When visiting the countryside, dog owners need to keep their canine companions under effective control at all times but especially during the breeding season, so that they do not scare farm animals, birds and wildlife. Take the lead and follow the Countryside Code.
The Countryside Code states that:
By law, you must control your dog so that it does not disturb or scare farm animals or wildlife. On most areas of open country and common land, known as 'access land' you must keep your dog on a short lead on most areas of open country and common land between 1 March and 31 July, and all year round near farm animals.

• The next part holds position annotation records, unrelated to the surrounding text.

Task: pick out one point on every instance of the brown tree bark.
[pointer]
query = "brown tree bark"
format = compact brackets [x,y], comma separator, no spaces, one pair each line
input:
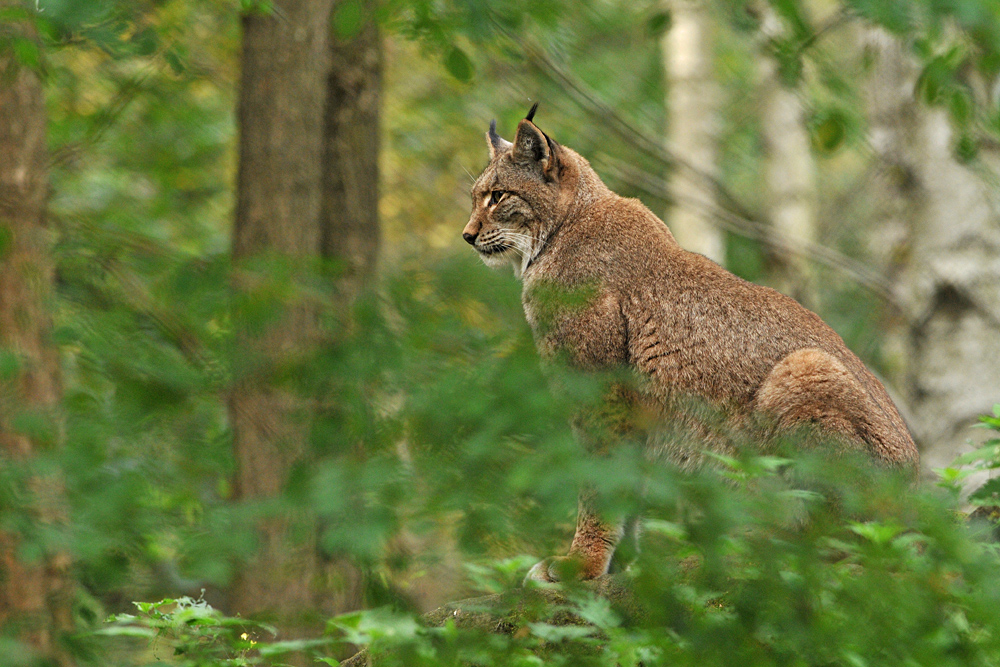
[35,596]
[349,220]
[285,61]
[307,190]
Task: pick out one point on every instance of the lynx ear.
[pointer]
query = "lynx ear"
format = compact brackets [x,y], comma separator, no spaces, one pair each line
[532,147]
[496,143]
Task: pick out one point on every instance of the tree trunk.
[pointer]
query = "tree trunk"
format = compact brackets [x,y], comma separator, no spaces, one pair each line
[790,172]
[308,190]
[349,227]
[948,272]
[693,127]
[36,595]
[285,62]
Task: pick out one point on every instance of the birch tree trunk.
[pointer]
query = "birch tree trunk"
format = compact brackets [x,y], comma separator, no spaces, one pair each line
[36,594]
[693,126]
[944,222]
[790,171]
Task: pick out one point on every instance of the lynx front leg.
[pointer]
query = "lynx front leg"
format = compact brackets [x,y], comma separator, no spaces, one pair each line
[592,549]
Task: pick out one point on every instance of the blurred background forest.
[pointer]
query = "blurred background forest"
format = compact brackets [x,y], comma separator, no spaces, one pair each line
[243,349]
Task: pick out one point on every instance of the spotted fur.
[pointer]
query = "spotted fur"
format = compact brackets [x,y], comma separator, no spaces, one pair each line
[697,334]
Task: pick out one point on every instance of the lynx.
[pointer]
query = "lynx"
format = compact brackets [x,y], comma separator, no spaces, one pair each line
[683,324]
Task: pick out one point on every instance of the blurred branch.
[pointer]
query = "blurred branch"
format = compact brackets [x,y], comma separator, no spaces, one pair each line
[127,93]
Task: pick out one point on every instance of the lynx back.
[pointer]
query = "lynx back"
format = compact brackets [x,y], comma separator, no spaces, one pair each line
[688,327]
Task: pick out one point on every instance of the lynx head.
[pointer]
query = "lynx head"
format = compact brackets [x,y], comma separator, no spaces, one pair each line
[519,198]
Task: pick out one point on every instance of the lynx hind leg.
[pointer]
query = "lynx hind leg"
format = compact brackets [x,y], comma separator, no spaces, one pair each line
[810,386]
[591,552]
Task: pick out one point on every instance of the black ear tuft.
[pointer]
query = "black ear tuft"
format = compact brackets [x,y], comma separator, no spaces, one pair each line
[531,114]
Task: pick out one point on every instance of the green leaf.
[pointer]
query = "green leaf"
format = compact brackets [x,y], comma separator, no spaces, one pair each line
[659,23]
[557,633]
[829,130]
[347,19]
[10,364]
[458,64]
[126,631]
[27,53]
[966,148]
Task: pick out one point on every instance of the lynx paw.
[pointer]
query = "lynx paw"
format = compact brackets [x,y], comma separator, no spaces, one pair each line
[557,568]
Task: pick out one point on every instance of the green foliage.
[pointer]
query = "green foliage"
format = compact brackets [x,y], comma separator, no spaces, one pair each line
[193,634]
[985,459]
[761,561]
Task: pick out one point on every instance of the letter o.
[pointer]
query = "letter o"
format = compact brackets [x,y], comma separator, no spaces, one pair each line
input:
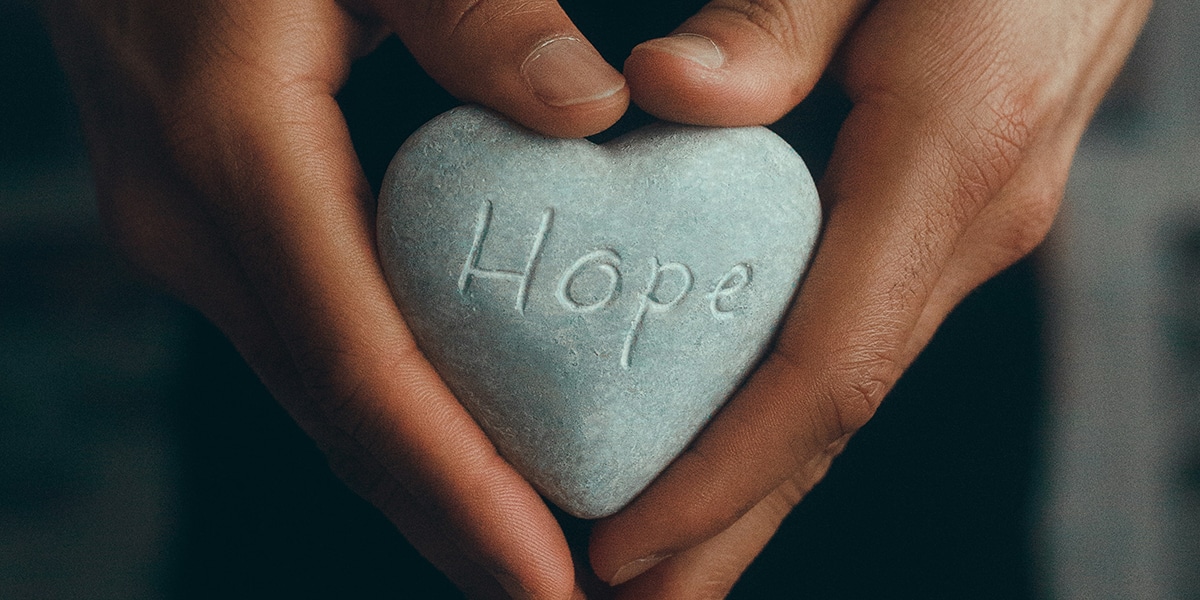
[606,262]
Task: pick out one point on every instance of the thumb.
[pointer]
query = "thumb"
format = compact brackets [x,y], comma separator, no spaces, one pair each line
[522,58]
[739,61]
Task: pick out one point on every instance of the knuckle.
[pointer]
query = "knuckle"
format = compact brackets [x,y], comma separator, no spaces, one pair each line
[857,389]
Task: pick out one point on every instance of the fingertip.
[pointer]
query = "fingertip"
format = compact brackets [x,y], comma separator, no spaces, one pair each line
[570,90]
[709,79]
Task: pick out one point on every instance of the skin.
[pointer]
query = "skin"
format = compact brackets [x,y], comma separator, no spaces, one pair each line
[226,173]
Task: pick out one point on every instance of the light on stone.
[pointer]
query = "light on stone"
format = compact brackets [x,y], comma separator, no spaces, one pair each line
[594,306]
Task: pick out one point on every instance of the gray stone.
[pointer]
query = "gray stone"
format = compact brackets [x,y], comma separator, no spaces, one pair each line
[593,306]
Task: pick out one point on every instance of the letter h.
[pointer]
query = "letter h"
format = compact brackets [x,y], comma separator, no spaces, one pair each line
[471,268]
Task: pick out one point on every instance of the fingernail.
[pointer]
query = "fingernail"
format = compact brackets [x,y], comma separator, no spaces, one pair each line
[635,568]
[694,47]
[565,71]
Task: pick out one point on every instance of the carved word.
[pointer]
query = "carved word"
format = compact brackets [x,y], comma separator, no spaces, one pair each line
[607,263]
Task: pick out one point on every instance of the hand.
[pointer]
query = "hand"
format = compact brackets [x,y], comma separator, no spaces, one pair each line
[949,167]
[225,171]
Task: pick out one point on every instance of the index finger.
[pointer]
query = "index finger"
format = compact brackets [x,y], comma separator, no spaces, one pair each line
[942,123]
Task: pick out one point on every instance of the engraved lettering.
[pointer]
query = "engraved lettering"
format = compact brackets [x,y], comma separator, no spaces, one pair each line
[733,281]
[652,303]
[471,268]
[604,261]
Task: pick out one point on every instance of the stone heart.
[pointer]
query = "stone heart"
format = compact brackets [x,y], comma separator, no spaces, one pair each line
[593,306]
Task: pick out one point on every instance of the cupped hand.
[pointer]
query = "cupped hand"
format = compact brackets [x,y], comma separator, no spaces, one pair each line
[225,172]
[949,167]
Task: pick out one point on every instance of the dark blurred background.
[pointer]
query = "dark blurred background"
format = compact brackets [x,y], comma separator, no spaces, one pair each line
[141,459]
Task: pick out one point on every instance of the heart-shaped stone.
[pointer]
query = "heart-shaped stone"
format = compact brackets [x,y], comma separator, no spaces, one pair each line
[593,306]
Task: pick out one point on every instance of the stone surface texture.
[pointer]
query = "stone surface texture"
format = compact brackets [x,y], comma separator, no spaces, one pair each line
[594,306]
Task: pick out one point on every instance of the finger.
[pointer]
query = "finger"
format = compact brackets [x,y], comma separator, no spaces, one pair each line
[525,59]
[157,228]
[711,569]
[294,208]
[918,159]
[739,61]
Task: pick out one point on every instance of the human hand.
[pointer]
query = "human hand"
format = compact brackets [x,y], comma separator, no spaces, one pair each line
[949,167]
[225,172]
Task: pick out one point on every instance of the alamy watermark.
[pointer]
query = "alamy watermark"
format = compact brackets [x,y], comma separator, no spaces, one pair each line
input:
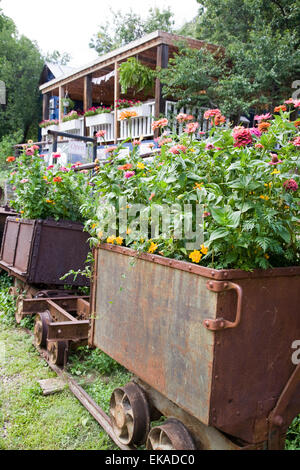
[2,93]
[160,221]
[296,354]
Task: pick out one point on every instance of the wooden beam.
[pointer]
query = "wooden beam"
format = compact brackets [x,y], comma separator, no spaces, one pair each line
[87,92]
[46,107]
[161,62]
[116,98]
[61,109]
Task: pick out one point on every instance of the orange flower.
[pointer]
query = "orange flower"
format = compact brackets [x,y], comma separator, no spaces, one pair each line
[127,115]
[263,126]
[280,108]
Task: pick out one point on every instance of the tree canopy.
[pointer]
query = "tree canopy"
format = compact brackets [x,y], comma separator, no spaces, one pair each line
[261,58]
[21,64]
[126,27]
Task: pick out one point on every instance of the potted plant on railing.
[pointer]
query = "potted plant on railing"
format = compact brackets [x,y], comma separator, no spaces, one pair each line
[99,115]
[215,316]
[47,240]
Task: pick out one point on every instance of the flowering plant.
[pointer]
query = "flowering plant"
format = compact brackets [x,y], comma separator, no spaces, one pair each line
[47,123]
[47,192]
[98,110]
[121,104]
[245,181]
[71,116]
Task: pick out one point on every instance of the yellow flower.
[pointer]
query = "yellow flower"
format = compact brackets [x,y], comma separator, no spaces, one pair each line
[153,247]
[195,256]
[119,240]
[204,249]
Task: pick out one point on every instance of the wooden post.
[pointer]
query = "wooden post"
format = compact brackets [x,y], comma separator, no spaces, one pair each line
[45,106]
[116,98]
[61,109]
[87,93]
[161,62]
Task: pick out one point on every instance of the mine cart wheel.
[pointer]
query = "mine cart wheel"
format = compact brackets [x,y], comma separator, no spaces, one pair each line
[19,307]
[56,352]
[129,414]
[42,321]
[172,435]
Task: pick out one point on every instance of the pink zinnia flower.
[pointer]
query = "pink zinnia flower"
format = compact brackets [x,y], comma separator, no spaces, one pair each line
[242,136]
[177,149]
[255,131]
[184,117]
[129,174]
[262,117]
[209,146]
[191,127]
[211,113]
[296,141]
[290,185]
[275,159]
[160,123]
[101,133]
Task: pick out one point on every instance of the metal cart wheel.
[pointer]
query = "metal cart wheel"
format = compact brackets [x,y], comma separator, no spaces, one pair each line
[42,321]
[19,307]
[172,435]
[56,352]
[130,416]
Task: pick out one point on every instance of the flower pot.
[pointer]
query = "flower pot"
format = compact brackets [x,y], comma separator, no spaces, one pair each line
[68,126]
[98,119]
[142,111]
[42,251]
[217,343]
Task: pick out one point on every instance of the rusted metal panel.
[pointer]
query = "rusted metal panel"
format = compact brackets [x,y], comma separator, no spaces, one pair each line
[149,318]
[253,362]
[68,330]
[43,251]
[148,314]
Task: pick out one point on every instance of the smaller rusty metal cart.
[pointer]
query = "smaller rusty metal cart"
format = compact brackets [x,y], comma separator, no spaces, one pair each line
[211,350]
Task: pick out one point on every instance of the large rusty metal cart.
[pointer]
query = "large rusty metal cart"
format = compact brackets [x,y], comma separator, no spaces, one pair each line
[211,350]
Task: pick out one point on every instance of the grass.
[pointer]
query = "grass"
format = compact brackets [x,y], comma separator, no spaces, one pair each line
[31,421]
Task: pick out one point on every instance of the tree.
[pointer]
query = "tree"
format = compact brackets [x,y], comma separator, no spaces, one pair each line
[124,28]
[21,64]
[58,58]
[261,53]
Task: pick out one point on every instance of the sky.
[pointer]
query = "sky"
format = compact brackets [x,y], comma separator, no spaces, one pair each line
[68,25]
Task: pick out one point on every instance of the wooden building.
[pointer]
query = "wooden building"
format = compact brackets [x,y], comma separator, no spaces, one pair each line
[97,84]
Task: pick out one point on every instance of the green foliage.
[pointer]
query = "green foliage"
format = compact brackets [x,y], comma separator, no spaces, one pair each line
[20,67]
[250,216]
[135,75]
[124,28]
[53,192]
[85,360]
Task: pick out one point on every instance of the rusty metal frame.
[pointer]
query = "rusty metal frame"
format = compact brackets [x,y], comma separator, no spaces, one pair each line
[280,417]
[221,323]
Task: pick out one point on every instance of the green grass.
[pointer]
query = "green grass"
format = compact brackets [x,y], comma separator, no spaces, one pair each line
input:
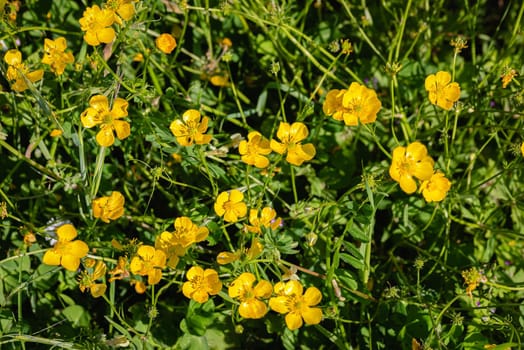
[393,269]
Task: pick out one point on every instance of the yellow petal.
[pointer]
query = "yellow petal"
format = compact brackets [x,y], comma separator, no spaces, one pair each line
[66,233]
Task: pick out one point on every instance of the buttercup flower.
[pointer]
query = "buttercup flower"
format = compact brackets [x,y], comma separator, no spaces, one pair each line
[250,304]
[55,55]
[291,137]
[268,219]
[109,120]
[109,207]
[190,129]
[87,281]
[254,150]
[97,23]
[124,9]
[201,284]
[409,163]
[357,103]
[148,262]
[175,244]
[165,43]
[442,92]
[17,71]
[436,188]
[230,205]
[297,307]
[66,251]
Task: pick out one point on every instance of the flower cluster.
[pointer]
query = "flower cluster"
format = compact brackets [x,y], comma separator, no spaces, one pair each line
[175,244]
[413,163]
[55,55]
[356,104]
[66,252]
[97,22]
[18,73]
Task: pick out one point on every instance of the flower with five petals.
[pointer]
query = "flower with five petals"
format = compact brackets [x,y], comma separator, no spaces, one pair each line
[291,136]
[251,305]
[108,119]
[97,23]
[254,150]
[442,92]
[66,251]
[411,162]
[190,129]
[149,262]
[230,205]
[201,284]
[298,307]
[18,72]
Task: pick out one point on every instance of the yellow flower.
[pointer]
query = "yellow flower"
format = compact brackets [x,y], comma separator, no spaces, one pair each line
[109,120]
[166,43]
[507,76]
[109,207]
[124,9]
[230,205]
[436,188]
[190,129]
[224,258]
[87,281]
[56,133]
[18,72]
[409,162]
[175,244]
[173,251]
[250,304]
[149,262]
[97,25]
[268,219]
[297,307]
[255,150]
[442,92]
[55,55]
[66,251]
[201,284]
[291,137]
[357,103]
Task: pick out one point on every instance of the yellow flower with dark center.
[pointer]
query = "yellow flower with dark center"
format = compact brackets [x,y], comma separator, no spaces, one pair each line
[109,207]
[268,219]
[87,280]
[166,43]
[55,55]
[149,262]
[409,163]
[254,150]
[250,304]
[175,243]
[66,251]
[436,188]
[442,92]
[230,205]
[190,129]
[201,284]
[357,103]
[124,9]
[108,119]
[97,23]
[297,307]
[17,72]
[291,136]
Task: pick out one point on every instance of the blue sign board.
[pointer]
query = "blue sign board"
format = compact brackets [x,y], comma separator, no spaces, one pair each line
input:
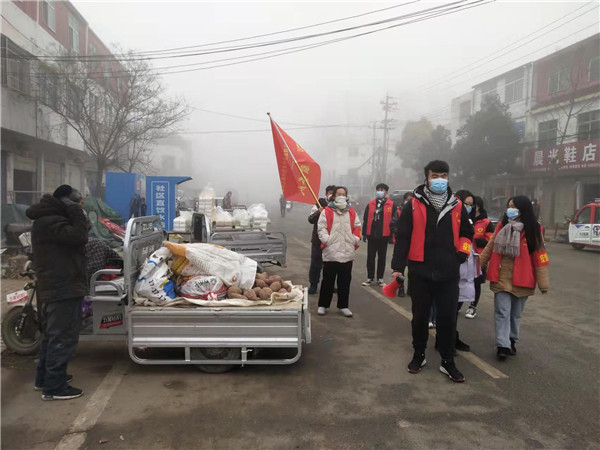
[161,192]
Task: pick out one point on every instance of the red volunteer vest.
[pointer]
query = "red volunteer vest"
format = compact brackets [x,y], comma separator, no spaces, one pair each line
[523,272]
[329,216]
[417,240]
[388,210]
[480,233]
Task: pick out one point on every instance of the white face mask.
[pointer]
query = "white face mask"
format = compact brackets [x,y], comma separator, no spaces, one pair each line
[340,202]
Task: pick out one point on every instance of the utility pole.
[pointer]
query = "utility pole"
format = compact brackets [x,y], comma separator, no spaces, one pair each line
[380,155]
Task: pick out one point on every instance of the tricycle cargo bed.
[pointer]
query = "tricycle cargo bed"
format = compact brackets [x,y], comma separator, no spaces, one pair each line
[204,327]
[214,338]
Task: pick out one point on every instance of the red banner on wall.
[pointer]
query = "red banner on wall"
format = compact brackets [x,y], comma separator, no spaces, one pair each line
[572,156]
[293,184]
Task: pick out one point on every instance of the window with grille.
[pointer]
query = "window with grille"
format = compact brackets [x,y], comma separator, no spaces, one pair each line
[588,125]
[515,81]
[73,35]
[16,67]
[464,111]
[49,14]
[594,68]
[48,87]
[559,80]
[547,133]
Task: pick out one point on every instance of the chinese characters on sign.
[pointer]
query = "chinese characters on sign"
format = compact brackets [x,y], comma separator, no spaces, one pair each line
[160,200]
[571,156]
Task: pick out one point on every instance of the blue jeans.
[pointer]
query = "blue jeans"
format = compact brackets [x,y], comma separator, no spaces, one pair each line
[61,322]
[507,314]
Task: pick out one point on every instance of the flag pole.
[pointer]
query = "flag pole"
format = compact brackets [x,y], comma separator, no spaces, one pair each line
[295,162]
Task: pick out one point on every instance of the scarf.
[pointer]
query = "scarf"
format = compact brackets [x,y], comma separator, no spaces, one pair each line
[508,239]
[437,200]
[378,209]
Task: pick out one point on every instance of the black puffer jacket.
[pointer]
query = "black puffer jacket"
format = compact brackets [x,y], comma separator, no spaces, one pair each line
[441,260]
[58,237]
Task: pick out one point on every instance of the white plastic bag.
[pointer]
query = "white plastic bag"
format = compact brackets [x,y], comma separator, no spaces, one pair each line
[241,218]
[153,281]
[203,288]
[234,269]
[222,218]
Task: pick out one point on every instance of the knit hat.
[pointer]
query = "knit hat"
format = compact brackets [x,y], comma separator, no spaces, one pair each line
[63,191]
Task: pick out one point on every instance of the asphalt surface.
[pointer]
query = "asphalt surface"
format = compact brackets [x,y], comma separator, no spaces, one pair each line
[350,389]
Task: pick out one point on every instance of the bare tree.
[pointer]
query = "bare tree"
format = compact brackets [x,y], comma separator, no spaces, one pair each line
[571,98]
[118,113]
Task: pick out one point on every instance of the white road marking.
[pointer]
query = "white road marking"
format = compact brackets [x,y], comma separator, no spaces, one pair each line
[94,408]
[469,356]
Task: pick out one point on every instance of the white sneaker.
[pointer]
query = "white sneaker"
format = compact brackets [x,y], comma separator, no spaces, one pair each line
[471,312]
[346,312]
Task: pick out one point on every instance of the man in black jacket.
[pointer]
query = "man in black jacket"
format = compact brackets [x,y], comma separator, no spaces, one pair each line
[433,237]
[59,235]
[316,256]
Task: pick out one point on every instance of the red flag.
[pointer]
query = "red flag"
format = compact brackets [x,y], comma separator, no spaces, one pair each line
[293,183]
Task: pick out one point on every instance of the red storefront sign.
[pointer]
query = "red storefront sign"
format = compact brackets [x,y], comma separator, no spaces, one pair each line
[572,156]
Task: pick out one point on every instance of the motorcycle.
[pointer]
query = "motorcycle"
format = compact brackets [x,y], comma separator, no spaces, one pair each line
[21,328]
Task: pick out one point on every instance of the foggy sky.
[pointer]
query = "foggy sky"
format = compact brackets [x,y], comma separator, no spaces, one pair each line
[334,84]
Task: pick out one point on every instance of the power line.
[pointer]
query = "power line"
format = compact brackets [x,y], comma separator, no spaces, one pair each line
[474,63]
[277,32]
[269,130]
[429,11]
[281,52]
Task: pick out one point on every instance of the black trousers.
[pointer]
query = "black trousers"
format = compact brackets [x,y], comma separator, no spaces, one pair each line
[316,264]
[478,282]
[343,273]
[445,295]
[61,322]
[376,246]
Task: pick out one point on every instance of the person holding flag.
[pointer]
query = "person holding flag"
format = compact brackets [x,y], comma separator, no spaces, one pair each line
[339,232]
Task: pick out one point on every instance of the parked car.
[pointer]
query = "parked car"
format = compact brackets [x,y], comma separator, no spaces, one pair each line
[584,228]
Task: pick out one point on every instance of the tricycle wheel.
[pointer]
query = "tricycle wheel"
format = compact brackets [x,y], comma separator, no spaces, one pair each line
[212,353]
[28,343]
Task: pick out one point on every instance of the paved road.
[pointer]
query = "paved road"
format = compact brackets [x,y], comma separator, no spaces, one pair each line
[350,389]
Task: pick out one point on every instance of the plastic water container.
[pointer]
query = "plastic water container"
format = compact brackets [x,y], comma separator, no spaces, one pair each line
[179,224]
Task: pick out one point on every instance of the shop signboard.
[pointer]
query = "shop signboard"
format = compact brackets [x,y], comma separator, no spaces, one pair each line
[573,156]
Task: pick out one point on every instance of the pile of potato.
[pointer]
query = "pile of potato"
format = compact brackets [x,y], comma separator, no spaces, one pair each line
[264,286]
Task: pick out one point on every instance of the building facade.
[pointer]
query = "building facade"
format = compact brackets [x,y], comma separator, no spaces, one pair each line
[555,103]
[39,150]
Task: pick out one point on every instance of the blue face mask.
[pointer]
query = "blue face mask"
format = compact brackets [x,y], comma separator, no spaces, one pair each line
[438,185]
[512,213]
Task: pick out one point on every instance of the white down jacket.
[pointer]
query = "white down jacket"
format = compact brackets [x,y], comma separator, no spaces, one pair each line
[340,244]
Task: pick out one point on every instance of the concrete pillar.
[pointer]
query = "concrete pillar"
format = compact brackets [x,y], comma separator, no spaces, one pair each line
[10,186]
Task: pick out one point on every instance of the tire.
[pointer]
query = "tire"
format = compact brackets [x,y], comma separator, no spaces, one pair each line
[212,353]
[30,341]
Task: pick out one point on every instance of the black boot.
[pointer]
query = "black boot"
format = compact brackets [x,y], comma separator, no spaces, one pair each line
[502,353]
[513,348]
[460,345]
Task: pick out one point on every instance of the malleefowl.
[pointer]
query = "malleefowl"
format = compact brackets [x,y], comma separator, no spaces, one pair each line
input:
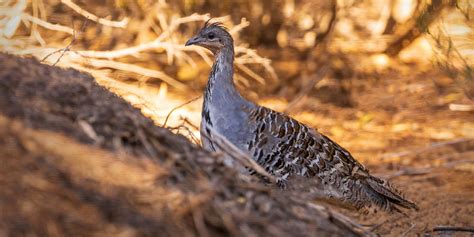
[281,145]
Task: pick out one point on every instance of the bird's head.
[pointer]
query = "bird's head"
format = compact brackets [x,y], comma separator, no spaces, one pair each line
[213,36]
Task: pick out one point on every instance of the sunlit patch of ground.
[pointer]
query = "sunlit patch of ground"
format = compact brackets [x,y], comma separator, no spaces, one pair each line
[401,128]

You do not have to put your dog on a lead on public paths, as long as it is under close control. But as a general rule, keep your dog on a lead if you cannot rely on its obedience. By law, farmers are entitled to destroy a dog that injures or worries their animals.
If a farm animal chases you and your dog, it is safer to let your dog off the lead – don’t risk getting hurt by trying to protect it.
Take particular care that your dog doesn’t scare sheep and lambs or wander where it might disturb birds that nest on the ground and other wildlife – eggs and young will soon die without protection from their parents.
Everyone knows how unpleasant dog mess is and it can cause infections – so always clean up after your dog and get rid of the mess responsibly. Also make sure your dog is wormed regularly to protect it, other animals and people.
At certain times, dogs may not be allowed on some areas of access land or may need to be kept on a lead. Please follow any signs.
For more information and advice, read:
Doggie dos and don’ts
Taking care around cows
Specialist advice about dogs on moorland is available on www.pawsonthemoors.org
The Countryside Code applies to all parts of the countryside. Most of it is just good common sense, designed to help us all to respect, protect and enjoy our countryside.